From the output, it's clear that our sorting works as expected. In the ascending order of title, Introduction to Spring MVC 4 comes first because it starts with the letter "I", while other starts with letter "L" and letter "R". In the descending order, the "REST with Spring" comes first because of the same reason. While, in the ascending order of fee, again, Introduction to Spring MVC 4 comes first because it is the least expensive out of these three courses.

That's all about how to sort an ArrayList of Objects using Comparator in Java.

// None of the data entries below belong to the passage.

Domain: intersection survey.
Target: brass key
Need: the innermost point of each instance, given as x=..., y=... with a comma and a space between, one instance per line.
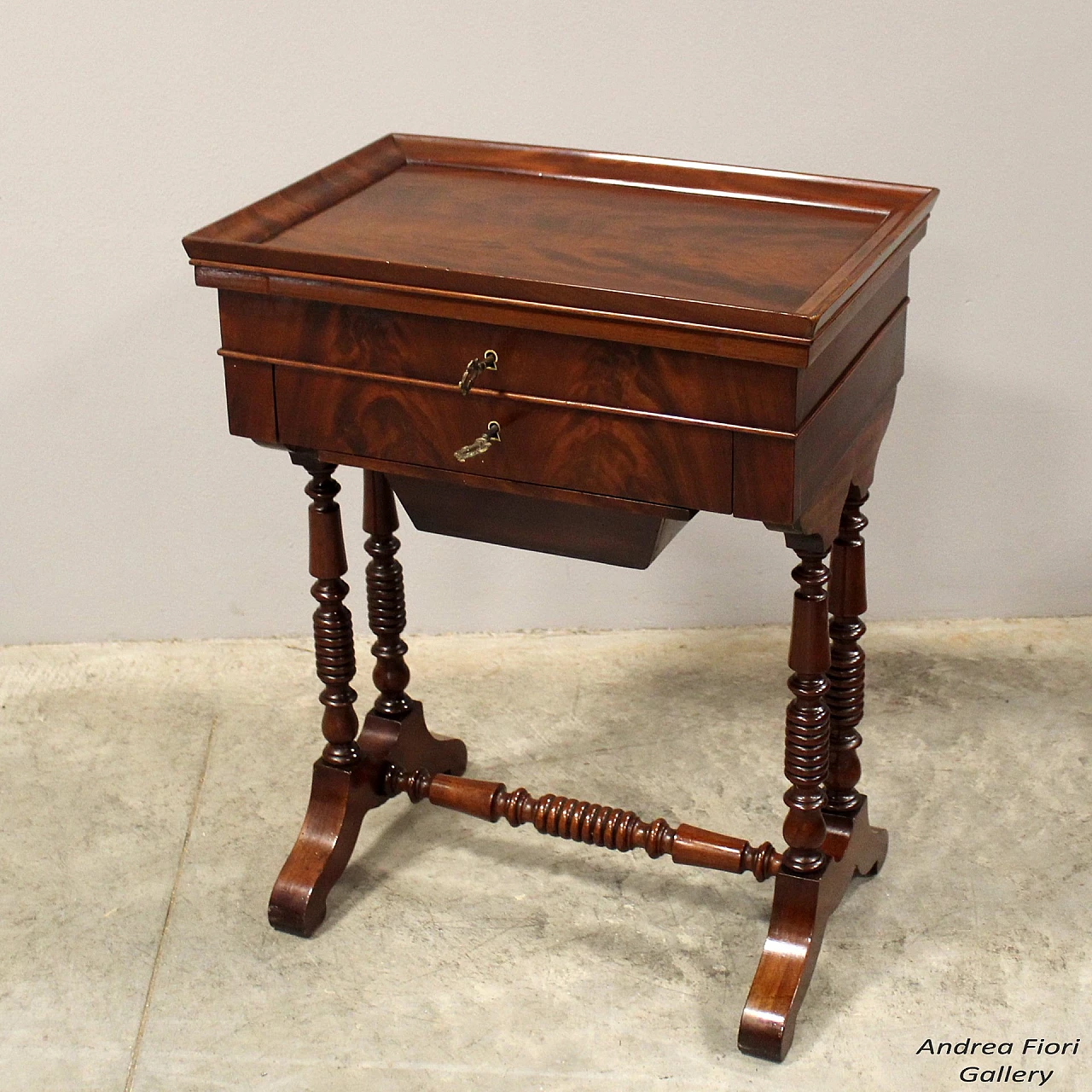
x=488, y=362
x=479, y=447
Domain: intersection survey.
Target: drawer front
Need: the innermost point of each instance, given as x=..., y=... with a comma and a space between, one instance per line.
x=580, y=370
x=664, y=462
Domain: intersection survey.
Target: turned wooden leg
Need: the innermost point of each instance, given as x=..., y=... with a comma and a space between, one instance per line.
x=341, y=793
x=346, y=780
x=793, y=943
x=846, y=696
x=394, y=730
x=827, y=845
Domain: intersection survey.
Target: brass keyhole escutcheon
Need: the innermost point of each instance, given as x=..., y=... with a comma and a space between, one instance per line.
x=487, y=362
x=480, y=445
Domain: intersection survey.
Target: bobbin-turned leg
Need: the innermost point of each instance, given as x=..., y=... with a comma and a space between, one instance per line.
x=798, y=916
x=341, y=788
x=394, y=730
x=827, y=845
x=846, y=696
x=346, y=780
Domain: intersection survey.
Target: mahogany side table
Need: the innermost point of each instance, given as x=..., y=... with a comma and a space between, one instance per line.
x=574, y=353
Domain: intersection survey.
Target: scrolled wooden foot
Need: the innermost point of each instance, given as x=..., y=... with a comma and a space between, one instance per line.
x=346, y=779
x=340, y=799
x=802, y=907
x=582, y=822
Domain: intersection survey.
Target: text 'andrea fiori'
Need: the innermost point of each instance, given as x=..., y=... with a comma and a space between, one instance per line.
x=1034, y=1051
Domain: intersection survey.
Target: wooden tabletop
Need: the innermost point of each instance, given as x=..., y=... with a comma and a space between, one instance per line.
x=733, y=248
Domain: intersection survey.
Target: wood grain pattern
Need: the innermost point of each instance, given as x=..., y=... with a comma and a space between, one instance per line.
x=250, y=409
x=542, y=235
x=671, y=338
x=760, y=252
x=541, y=365
x=846, y=698
x=593, y=533
x=663, y=462
x=802, y=908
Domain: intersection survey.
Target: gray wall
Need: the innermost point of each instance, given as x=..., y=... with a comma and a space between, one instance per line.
x=129, y=512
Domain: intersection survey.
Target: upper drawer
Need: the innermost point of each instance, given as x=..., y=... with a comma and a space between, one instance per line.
x=662, y=462
x=576, y=370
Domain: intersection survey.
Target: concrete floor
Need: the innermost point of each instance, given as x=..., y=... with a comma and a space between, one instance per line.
x=150, y=793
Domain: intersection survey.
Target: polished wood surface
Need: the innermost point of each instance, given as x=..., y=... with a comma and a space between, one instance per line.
x=662, y=339
x=768, y=253
x=593, y=533
x=582, y=822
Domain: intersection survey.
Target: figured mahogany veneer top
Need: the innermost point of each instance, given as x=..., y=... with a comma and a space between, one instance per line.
x=757, y=252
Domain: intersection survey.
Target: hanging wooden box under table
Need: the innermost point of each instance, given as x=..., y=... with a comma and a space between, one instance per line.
x=574, y=353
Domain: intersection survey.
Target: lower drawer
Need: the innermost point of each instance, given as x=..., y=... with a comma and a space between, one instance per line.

You have learned to sort ArrayList in both ascending and descending order using Comparator. As I said, you don't need to create two comparators, instead, you just create a comparator to sort the list of objects based upon any attribute you want and then use the Collections.reverseOrder() method to reverse the order imposed by Comparator. It accepts a comparator and then sorts the elements in the array list in the reverse order of that comparator. This way you can sort the list of objects in descending order.